🤖 AI Analysis

Final verdict: SUSPICIOUS

The package exhibits moderate risk due to potential obfuscation practices and low maintainer activity, although it does not show any direct evidence of malicious intent or high-risk behaviors.

Obfuscation risk at 5/10 due to Base64 decoding and decryption
Low maintainer activity and metadata quality

Per-check LLM notes

Network: No network calls detected, which is normal if the package does not require internet access.
Shell: No shell execution patterns detected, indicating no immediate risk of executing unauthorized commands.
Obfuscation: The code uses Base64 decoding and decryption which may indicate obfuscation of sensitive information, but could also be legitimate for data protection.
Credentials: No clear patterns indicative of credential harvesting were detected.
Metadata: The package shows signs of low maintainer activity and metadata quality, but there are no clear indicators of malicious intent.

📦 Package Quality Overall: Low (2.0/10)

○ Low Test Suite 1.0

No test suite detected

No test files or test-runner configuration detected

○ Low Documentation 1.0

No documentation detected

No documentation URL, doc files, or meaningful description found

○ Low Contributing Guide 2.0

No contributing guide or governance files found

No CONTRIBUTING, CODE_OF_CONDUCT, or governance files found

◈ Medium Type Annotations 5.0

Partial type annotation coverage

111 type-annotated function signatures detected in source

○ Low Multiple Contributors 1.0

Unable to verify contributor count: no GitHub repository found

No GitHub repository linked — contributor count unavailable

🔬 Heuristic Checks

✓ Outbound Network Calls

No suspicious network call patterns found

⚠ Code Obfuscation score 6.0

Found 3 obfuscation pattern(s)

암호문(Base64) ciphertext = base64.b64decode(p_encPassword) plaintext = cipher.decrypt(ciphertext)
s_query = parse.unquote(base64.b64decode(p_data['query']).decode('utf-8')) s_query = s_query
s_code = parse.unquote(base64.b64decode(p_code).decode('utf-8')) self.code = s_code

✓ Shell / Subprocess Execution

No shell execution patterns detected

✓ Credential Harvesting

No credential harvesting patterns detected

✓ Typosquatting

No typosquatting candidates detected

✓ Registered Email Domain

No author email provided

✓ Suspicious Page Links

All external links appear legitimate

✓ Git Repository History

No GitHub repository linked

No GitHub repository link found

⚠ Maintainer History score 6.0

3 maintainer concern(s) found

Author name is missing or very short
Author "" appears to have only 1 package on PyPI (new or inactive account)
Package has no PyPI classifiers (low effort / metadata quality)

✓ Known CVE Vulnerabilities

No known vulnerabilities found in OSV database.

💡 AI App Starter Prompt

Use this prompt to build a project with aiops-ml

Create a predictive maintenance system using the 'aiops-ml' package in Python.
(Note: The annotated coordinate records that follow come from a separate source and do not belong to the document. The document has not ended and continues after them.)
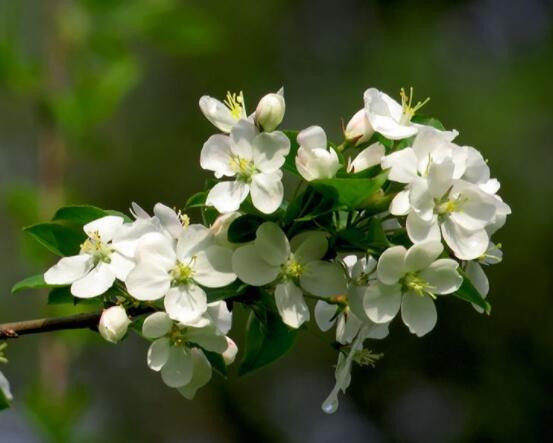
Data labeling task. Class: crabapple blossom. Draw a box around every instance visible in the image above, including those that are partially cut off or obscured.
[200,120,290,214]
[232,222,346,328]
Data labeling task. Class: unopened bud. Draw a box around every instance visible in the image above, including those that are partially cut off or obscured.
[222,337,238,366]
[255,93,286,132]
[98,306,131,343]
[344,109,374,146]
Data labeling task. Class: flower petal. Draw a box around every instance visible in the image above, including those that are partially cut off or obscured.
[401,292,438,337]
[44,254,93,285]
[300,260,347,297]
[232,245,280,286]
[250,171,284,214]
[71,263,115,298]
[376,246,407,285]
[254,222,290,266]
[161,346,194,388]
[206,181,250,213]
[275,281,309,328]
[164,283,207,324]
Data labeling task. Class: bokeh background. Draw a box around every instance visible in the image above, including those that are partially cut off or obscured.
[0,0,553,443]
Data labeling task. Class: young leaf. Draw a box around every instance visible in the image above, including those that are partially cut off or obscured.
[310,172,387,209]
[24,223,86,257]
[228,214,264,243]
[238,311,298,375]
[453,269,492,315]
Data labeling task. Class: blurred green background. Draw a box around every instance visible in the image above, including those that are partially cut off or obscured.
[0,0,553,443]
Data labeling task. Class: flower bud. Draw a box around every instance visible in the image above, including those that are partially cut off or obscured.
[255,91,286,132]
[98,306,131,343]
[222,337,238,366]
[344,109,374,146]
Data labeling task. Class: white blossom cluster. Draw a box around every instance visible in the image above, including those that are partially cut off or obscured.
[38,88,510,412]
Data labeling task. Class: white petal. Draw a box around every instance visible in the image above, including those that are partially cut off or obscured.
[142,312,173,338]
[254,222,290,266]
[206,181,250,213]
[297,126,327,150]
[348,143,386,173]
[390,190,411,215]
[382,148,418,183]
[376,246,407,285]
[161,347,193,388]
[275,281,309,328]
[406,212,442,243]
[363,283,401,323]
[71,263,115,298]
[200,134,235,178]
[290,231,328,263]
[315,300,336,332]
[300,260,347,297]
[125,261,171,301]
[251,172,284,214]
[405,241,444,272]
[179,349,212,400]
[147,337,171,372]
[441,220,489,260]
[164,283,207,324]
[401,292,438,337]
[253,131,290,172]
[200,95,237,133]
[44,254,93,285]
[192,245,236,288]
[420,258,463,294]
[83,215,124,242]
[232,245,280,286]
[230,120,259,160]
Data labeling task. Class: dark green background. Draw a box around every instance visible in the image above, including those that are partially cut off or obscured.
[0,0,553,443]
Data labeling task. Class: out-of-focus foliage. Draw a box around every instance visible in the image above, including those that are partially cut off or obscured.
[0,0,553,443]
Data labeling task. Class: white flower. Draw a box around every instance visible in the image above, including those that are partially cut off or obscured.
[44,215,138,298]
[98,306,131,343]
[200,120,290,214]
[296,126,340,181]
[142,312,227,399]
[125,229,236,323]
[363,242,463,337]
[315,255,388,344]
[200,92,248,134]
[347,143,386,173]
[232,222,346,328]
[344,109,374,146]
[363,88,430,140]
[255,88,286,132]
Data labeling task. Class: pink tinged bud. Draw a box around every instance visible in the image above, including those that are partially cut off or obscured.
[222,337,238,366]
[98,306,131,343]
[344,109,374,145]
[255,93,286,132]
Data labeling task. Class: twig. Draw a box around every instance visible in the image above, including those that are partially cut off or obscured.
[0,307,154,340]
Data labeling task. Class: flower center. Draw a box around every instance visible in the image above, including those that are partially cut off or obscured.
[169,258,194,286]
[403,272,436,298]
[225,91,244,120]
[230,155,257,183]
[282,257,305,278]
[81,231,114,264]
[399,87,430,125]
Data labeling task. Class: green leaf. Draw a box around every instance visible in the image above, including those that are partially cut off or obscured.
[238,311,298,375]
[453,269,492,315]
[24,223,86,257]
[310,172,387,209]
[411,114,446,131]
[228,214,265,243]
[282,130,300,175]
[185,191,209,209]
[12,274,57,294]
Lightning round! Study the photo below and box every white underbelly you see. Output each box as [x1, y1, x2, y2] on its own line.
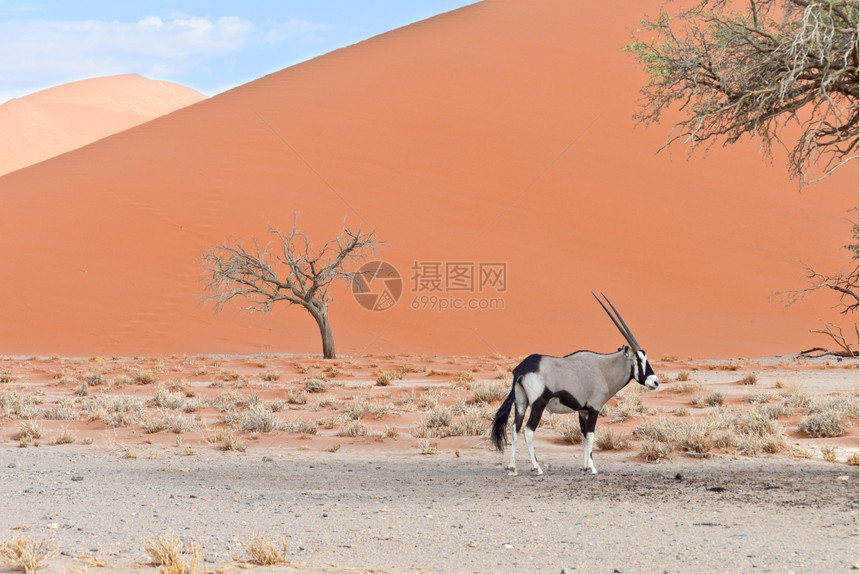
[546, 399, 576, 415]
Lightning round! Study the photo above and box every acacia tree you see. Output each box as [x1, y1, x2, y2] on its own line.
[625, 0, 860, 355]
[203, 218, 376, 359]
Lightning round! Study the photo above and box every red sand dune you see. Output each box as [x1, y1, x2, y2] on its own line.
[0, 74, 206, 175]
[0, 0, 857, 357]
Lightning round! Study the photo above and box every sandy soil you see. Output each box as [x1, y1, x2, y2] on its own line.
[0, 355, 858, 572]
[0, 74, 206, 175]
[0, 0, 857, 357]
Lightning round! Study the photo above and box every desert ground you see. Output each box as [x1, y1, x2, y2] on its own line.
[0, 355, 858, 572]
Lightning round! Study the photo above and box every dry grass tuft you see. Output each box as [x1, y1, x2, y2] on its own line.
[132, 370, 158, 385]
[243, 533, 290, 566]
[418, 444, 439, 455]
[304, 378, 328, 393]
[741, 373, 758, 385]
[797, 410, 848, 438]
[144, 532, 201, 574]
[0, 536, 57, 574]
[469, 381, 509, 404]
[594, 427, 630, 450]
[640, 438, 672, 462]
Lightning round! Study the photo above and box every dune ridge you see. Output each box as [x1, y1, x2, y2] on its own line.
[0, 74, 206, 175]
[0, 0, 857, 357]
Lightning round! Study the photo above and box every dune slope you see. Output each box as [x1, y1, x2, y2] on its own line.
[0, 74, 206, 175]
[0, 0, 857, 357]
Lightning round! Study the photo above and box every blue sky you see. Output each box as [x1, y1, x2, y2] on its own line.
[0, 0, 475, 103]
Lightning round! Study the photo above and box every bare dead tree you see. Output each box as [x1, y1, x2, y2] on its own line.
[203, 218, 376, 359]
[777, 213, 860, 357]
[625, 0, 858, 186]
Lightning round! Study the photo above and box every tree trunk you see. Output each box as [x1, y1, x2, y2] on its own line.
[308, 307, 337, 359]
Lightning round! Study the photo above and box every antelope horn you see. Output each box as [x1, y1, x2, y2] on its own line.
[591, 291, 642, 353]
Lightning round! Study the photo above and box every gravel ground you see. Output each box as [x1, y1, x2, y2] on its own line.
[0, 445, 858, 573]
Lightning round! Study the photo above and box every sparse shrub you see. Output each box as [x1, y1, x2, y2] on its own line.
[18, 421, 44, 441]
[469, 381, 510, 404]
[808, 395, 860, 419]
[424, 405, 453, 431]
[132, 370, 158, 385]
[594, 427, 630, 450]
[0, 536, 57, 574]
[376, 371, 391, 387]
[243, 533, 289, 566]
[283, 419, 317, 434]
[714, 429, 738, 450]
[144, 532, 202, 574]
[304, 378, 328, 393]
[239, 403, 281, 432]
[633, 418, 675, 444]
[211, 430, 246, 452]
[418, 391, 441, 410]
[54, 429, 75, 444]
[737, 434, 788, 456]
[705, 391, 726, 407]
[84, 373, 105, 387]
[615, 386, 649, 421]
[286, 389, 308, 405]
[741, 393, 773, 405]
[675, 422, 711, 454]
[666, 379, 702, 395]
[345, 397, 370, 420]
[418, 438, 439, 455]
[783, 392, 812, 409]
[738, 410, 782, 437]
[448, 405, 487, 436]
[151, 389, 185, 410]
[797, 410, 848, 438]
[458, 371, 475, 383]
[640, 438, 672, 462]
[337, 417, 368, 437]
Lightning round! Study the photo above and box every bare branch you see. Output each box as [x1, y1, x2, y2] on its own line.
[202, 218, 376, 358]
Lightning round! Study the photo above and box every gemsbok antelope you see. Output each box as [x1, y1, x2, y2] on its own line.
[491, 293, 658, 476]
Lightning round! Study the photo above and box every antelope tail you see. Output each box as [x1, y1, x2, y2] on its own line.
[490, 375, 517, 452]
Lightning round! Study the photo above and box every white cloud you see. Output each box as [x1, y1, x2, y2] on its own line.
[0, 14, 254, 92]
[264, 18, 328, 44]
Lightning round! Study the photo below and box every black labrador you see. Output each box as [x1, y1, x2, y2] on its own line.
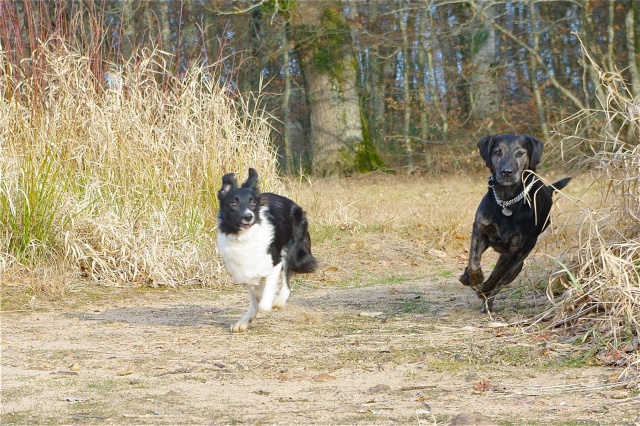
[460, 135, 571, 313]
This system aims to predict potential failures in machinery based on historical data of machine operations and maintenance records. The application will help reduce unexpected downtime and improve operational efficiency.

Step 1: Data Collection
- Gather historical data on machine operations including operational hours, types of tasks performed, and maintenance logs.
- Ensure the data includes timestamps, machine IDs, and descriptions of any issues encountered.

Step 2: Data Preprocessing
- Clean the collected data by handling missing values, removing outliers, and converting categorical data into numerical format if necessary.
- Split the dataset into training and testing sets.

Step 3: Model Building
- Utilize 'aiops-ml' for feature selection and model training. The package offers tools for analyzing time-series data which is particularly useful for identifying patterns that precede machine failures.
- Experiment with different models provided by 'aiops-ml', such as regression, classification, or anomaly detection models, to find the best fit for predicting maintenance needs.

Step 4: Model Evaluation
- Evaluate the performance of your chosen model(s) using appropriate metrics such as accuracy, precision, recall, or F1 score depending on the nature of the problem.
- Use cross-validation techniques to ensure the robustness of your model against unseen data.

Step 5: Deployment
- Develop a user-friendly interface where operators can input real-time machine operation data.
- Integrate the trained model into this interface so it can provide predictive insights on when maintenance might be required.

Suggested Features:
- Real-time data input from connected machines.
- Predictive alerts for potential failures.
- Historical performance analysis to understand trends over time.
- Customizable thresholds for alerting based on specific business requirements.

How 'aiops-ml' is utilized:
- For feature engineering, where complex relationships within the data are simplified into more understandable features.
- To train machine learning models that can learn from past machine behavior and predict future outcomes.
- In anomaly detection, to identify unusual patterns that could indicate impending failure.